Les fours à chaux… il y en avait un peu partout, dans le coin. L’espèce humaine se divisait alors entre les cultivateurs (plutôt calotins) – et les chaufourniers (plutôt laïques et républicains), qui avaient parfois des vignes, comme Louis, mon arrière-grand-père. Tailleur de pierre, il avait fait son tour de France. Il savait lire et connaissait même quelques mots de latin. Il était aussi chaufournier, et il s’en vantait. Sa vigne, il l’avait perdue très tôt, avec le phylloxera.

Quand j’étais petite, ma grand-mère pinçait les lèvres quand elle racontait son père obligé de fermer son four au tournant du siècle, et de travailler au chemin de fer (- il courait déjà jusqu’à Marseille, et couvrait la Bourgogne d’un filet serré). Ouvrier poseur de voies, c’était la déchéance. Sa femme un temps garde-barrière, itou.

Au début des années 30, une usine bien plus grande encore s’est installée à Frangey, entre l’Armançon et le canal de Bourgogne. Elle est passée aux mains des ciments Lafarge – qui se sont si bien compromis pendant l’Occupation, que l’entreprise a été placée sous séquestre à la Libération.

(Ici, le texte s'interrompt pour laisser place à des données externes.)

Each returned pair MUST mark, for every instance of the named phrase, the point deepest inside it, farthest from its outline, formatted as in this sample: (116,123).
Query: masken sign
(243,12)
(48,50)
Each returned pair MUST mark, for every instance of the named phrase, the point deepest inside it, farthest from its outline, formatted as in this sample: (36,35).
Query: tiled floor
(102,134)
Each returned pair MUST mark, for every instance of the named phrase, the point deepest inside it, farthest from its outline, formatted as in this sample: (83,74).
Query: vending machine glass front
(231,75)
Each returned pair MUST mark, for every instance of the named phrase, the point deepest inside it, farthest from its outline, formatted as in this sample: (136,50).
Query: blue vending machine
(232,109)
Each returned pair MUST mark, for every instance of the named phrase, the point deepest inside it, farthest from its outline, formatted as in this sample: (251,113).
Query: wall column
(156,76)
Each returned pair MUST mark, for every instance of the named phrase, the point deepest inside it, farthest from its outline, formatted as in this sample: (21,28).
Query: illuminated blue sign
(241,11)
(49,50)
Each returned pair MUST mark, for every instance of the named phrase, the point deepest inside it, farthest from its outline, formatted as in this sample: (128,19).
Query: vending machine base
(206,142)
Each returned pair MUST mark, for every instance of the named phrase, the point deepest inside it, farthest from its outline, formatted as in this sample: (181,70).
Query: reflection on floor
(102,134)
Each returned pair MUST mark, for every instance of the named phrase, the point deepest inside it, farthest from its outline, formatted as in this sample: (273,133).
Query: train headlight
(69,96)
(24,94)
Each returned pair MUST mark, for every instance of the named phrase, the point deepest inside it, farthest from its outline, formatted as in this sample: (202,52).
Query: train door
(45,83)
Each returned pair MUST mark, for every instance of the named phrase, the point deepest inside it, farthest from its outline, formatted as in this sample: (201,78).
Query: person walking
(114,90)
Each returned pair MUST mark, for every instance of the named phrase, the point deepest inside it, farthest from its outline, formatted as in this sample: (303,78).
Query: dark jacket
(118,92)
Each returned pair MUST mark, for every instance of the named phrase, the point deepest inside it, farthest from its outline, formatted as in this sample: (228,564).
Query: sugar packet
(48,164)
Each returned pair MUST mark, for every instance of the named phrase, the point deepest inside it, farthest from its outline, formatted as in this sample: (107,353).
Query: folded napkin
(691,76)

Aujourd’hui encore, le groupe leader mondial du ciment ne cesse de défrayer la chronique.

Longtemps, longtemps, la campagne alentour est restée blanche de poussière de ciment. Longtemps, longtemps, la vallée a grondé, jour et nuit. Dans la rumeur du grand four, on rêvait d’un silence inouï. Et puis un jour, des filtres ont verdi la campagne. Fin 2012, après des grèves très dures, la cimenterie a fermé définitivement, le four a été démoli, et dans notre jardin, on a entendu le silence.

                 

Et voilà qu’en 2016, une entreprise bio s’est installée à Frangey, dans les immenses hangars abandonnés au bord de la rivière. Elle fabrique des paillages en « géotextiles de fibre naturelles 100% français » – alternative écolo aux pesticides, qui marche très fort. Et depuis le début du Covid, elle produit aussi, intensivement, des masques de chanvre…

Aujourd’hui, au bord du canal, il ne subsistait rien des quelques créations in situ qui s’échelonnaient l’été dernier le long du quai, fragile land-art perdu dans la campagne. Sauf cette frise de chanvre, réalisée par des enfants – une ville fantôme, accrochée aux grilles de l’usine.

Un écrivain ne peut continuer à écrire que s’il puise dans ce que j’ai appelé quelque part la terre intérieure, s’il ne se coupe pas de ce terreau fondamental, cela est vrai. Inversement, s’il a besoin, pour vivre, d’y puiser, mais ce terreau, il peut le promener avec lui, il peut en disposer même sur une île déserte.
A. Memmi, cité par le blog d’A. Bal Ba.